HanbitSoft
- Company type: Public
- Founded: 1999
- Founder: Ki Young Kim
- Headquarters: South Korea
- Owner: Ki Young Kim
- Website: www.hanbitsoft.com

= HanbitSoft =

Video game company

HanbitSoft (한빛소프트) is a Korean computer game publishing and development company. It is best known internationally as the Korean distributor for the successful computer game StarCraft.

Formed in 1999, HanbitSoft specializes in the distribution of massively multiplayer online roleplaying games (MMORPGs) to Eastern Asian countries. The publishing company is domestically successful, claiming the top five percent of the nation's computer game market share, and has emerged internationally with its flagship game, Tantra Online. Although the company has developed small hits in-house, HanbitSoft invests significantly in the at large gaming industry and has formed partnerships with companies both domestic and abroad.

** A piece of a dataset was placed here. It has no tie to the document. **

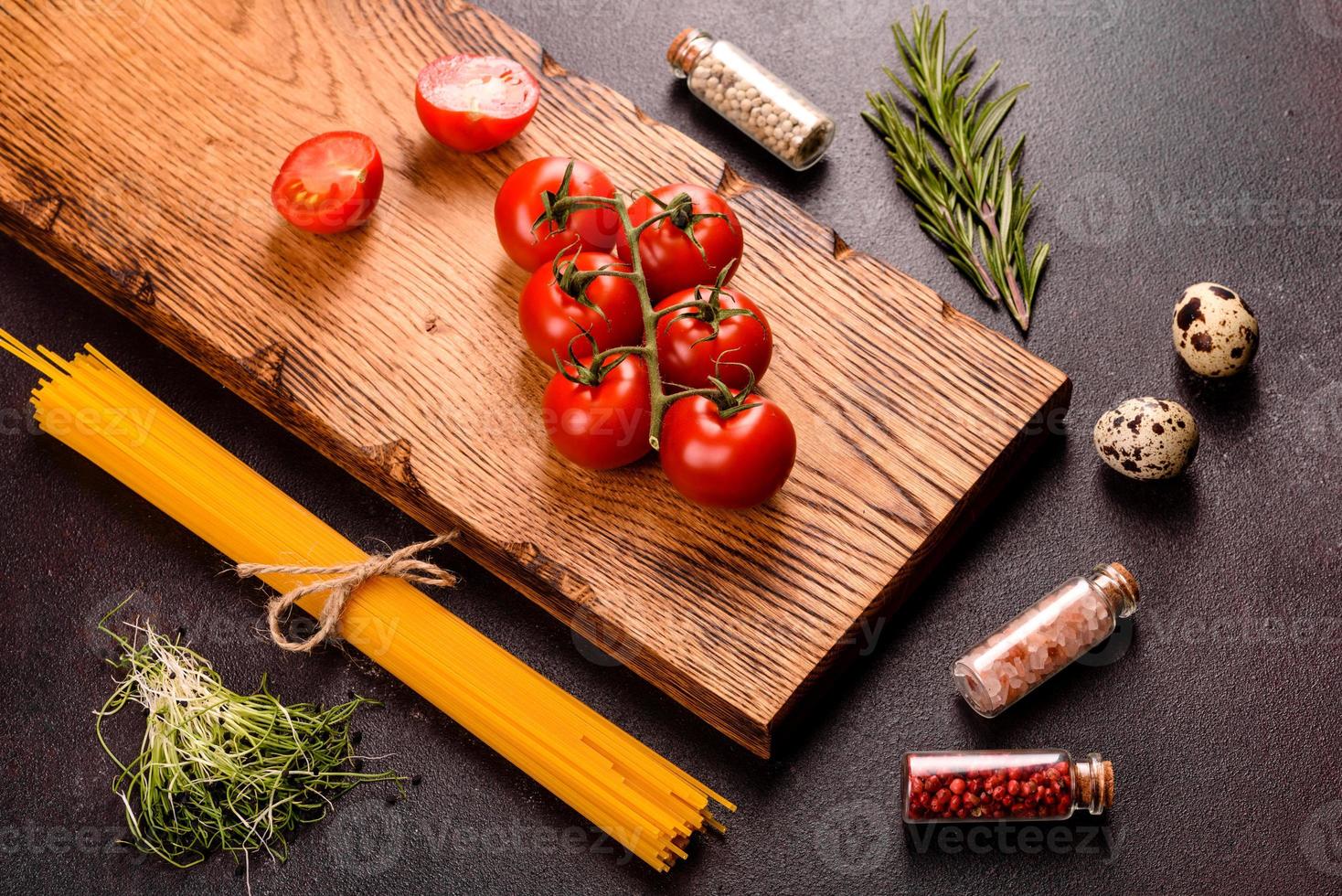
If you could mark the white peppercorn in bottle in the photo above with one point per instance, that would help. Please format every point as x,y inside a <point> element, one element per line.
<point>751,98</point>
<point>1046,639</point>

In May 2003, the company published With Your Destiny, an MMORPG developed by JoyImpact. After HanbitSoft acquired JoyImpact, its development team gradually reduced, leaving the game without updates. Although HanbitSoft left WYD without upgrades for a long time, JoyImpact, in 2019, decided to get the game back from HanbitSoft and return the game development.

HanbitSoft entered into an agreement with Japanese-based Namco to publish a first person action RPG called Hellgate: London, developed by Flagship Studios.

HanbitSoft was acquired by T3 Entertainment on July 3, 2008.